第51回

第51回理学療法士国家試験 午後問題37

スタティック・ストレッチングによる痛緩和について正しいのはどれか。

  1. 高頻度に伸張する。
  2. 素早く筋を伸張する。
  3. 息を止めないで伸張する。
  4. 強い痛みが生じるまで伸張する。
  5. 伸張時間は5秒以内にとどめる。

解答解説

正解は3.息を止めないで伸張するです。

スタティック・ストレッチングは、筋をゆっくり伸ばして一定時間保持する方法で、筋緊張の低下や痛みの軽減に効果があります。ストレッチ中に息を止めると筋緊張が高まりやすくなるため、呼吸を止めず、自然な呼吸を続けることが重要です。

各選択肢の解説

  1. 高頻度に伸張する。
    誤り。スタティック・ストレッチングは1回あたり20~30秒程度を目安にゆっくり行い、頻度よりも正確なフォームや適切な負荷を重視します。
  2. 素早く筋を伸張する。
    誤り。素早い伸張はスタティック・ストレッチングの特性に反し、むしろ筋反射(伸張反射)を誘発しやすくなるため、筋の緊張が高まります。ゆっくりとした伸張が推奨されます。
  3. 息を止めないで伸張する。
    正解。息を止めると交感神経が優位になり筋緊張が高まるため、ストレッチ中は深呼吸やリラックスした呼吸を心がけることで、筋の緊張を和らげることができます。
  4. 強い痛みが生じるまで伸張する。
    誤り。ストレッチは「気持ちよい程度の伸張感」を目安に行うべきであり、強い痛みを伴う伸張は筋損傷や炎症を引き起こす可能性があるため避けます。
  5. 伸張時間は5秒以内にとどめる。
    誤り。スタティック・ストレッチングでは、伸張時間は20~30秒程度が効果的です。
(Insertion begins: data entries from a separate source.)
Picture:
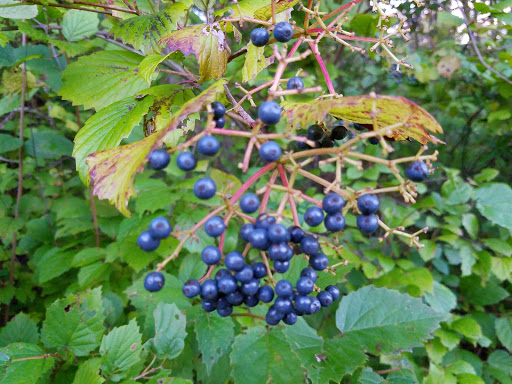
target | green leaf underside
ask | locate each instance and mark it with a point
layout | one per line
(383, 321)
(98, 80)
(112, 170)
(411, 120)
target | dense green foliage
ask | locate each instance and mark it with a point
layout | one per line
(71, 284)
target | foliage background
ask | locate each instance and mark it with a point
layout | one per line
(63, 293)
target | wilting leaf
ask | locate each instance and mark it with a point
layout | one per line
(404, 118)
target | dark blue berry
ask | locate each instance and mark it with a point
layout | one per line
(265, 294)
(368, 204)
(191, 288)
(208, 145)
(146, 242)
(269, 112)
(211, 255)
(283, 31)
(215, 226)
(309, 245)
(333, 203)
(270, 151)
(205, 188)
(159, 159)
(186, 161)
(325, 298)
(334, 222)
(234, 261)
(249, 203)
(259, 37)
(154, 281)
(295, 82)
(367, 223)
(313, 216)
(417, 171)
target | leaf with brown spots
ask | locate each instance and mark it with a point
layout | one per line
(404, 118)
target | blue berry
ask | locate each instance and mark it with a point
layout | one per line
(234, 261)
(417, 171)
(278, 233)
(270, 151)
(205, 188)
(146, 242)
(284, 288)
(191, 288)
(296, 234)
(368, 204)
(309, 245)
(304, 286)
(325, 298)
(209, 289)
(159, 159)
(154, 281)
(258, 270)
(334, 291)
(283, 31)
(367, 223)
(295, 82)
(265, 294)
(159, 228)
(333, 203)
(211, 255)
(334, 222)
(219, 110)
(227, 284)
(313, 216)
(269, 112)
(249, 203)
(246, 230)
(259, 37)
(186, 161)
(208, 145)
(215, 226)
(319, 261)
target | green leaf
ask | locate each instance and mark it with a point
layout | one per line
(75, 323)
(79, 24)
(214, 337)
(107, 128)
(25, 371)
(504, 331)
(100, 79)
(382, 321)
(21, 329)
(259, 357)
(494, 202)
(120, 349)
(170, 332)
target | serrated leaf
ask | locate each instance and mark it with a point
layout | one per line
(78, 24)
(75, 323)
(207, 42)
(98, 80)
(259, 357)
(382, 321)
(412, 120)
(214, 337)
(107, 128)
(120, 349)
(25, 371)
(112, 170)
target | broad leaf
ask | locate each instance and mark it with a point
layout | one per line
(411, 120)
(383, 321)
(100, 79)
(75, 323)
(214, 336)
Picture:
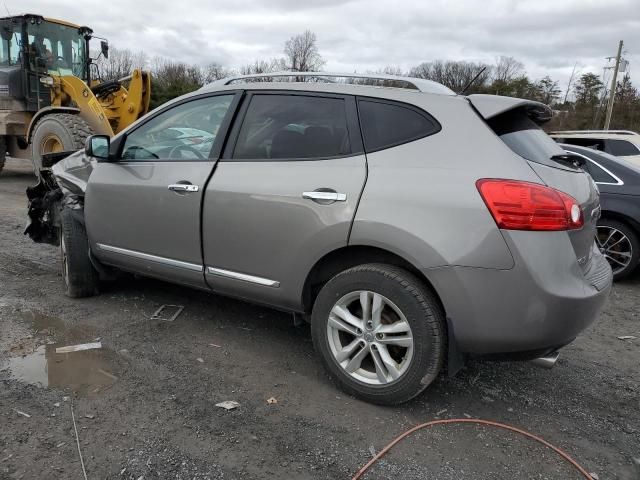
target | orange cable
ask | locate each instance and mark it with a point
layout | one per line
(382, 452)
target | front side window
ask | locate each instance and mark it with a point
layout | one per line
(621, 148)
(10, 44)
(386, 124)
(293, 127)
(185, 132)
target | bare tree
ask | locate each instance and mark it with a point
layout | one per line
(455, 75)
(391, 70)
(120, 63)
(264, 66)
(215, 71)
(506, 69)
(302, 53)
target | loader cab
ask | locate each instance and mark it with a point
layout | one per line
(33, 48)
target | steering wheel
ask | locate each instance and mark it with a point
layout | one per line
(177, 148)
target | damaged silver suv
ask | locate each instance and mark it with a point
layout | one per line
(411, 226)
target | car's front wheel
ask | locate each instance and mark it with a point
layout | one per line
(620, 245)
(80, 276)
(380, 332)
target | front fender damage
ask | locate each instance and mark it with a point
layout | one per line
(61, 184)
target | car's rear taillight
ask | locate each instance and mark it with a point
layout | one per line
(517, 205)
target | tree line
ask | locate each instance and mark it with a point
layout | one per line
(581, 106)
5秒では十分な効果を得られません。

ワンポイントアドバイス

スタティック・ストレッチングを行う際は、ゆっくりとした動作で行い、適度な伸張感を感じる位置で保持することが重要です。呼吸を止めずリラックスすることで、副交感神経が優位になり、筋の緊張を和らげる効果が得られます。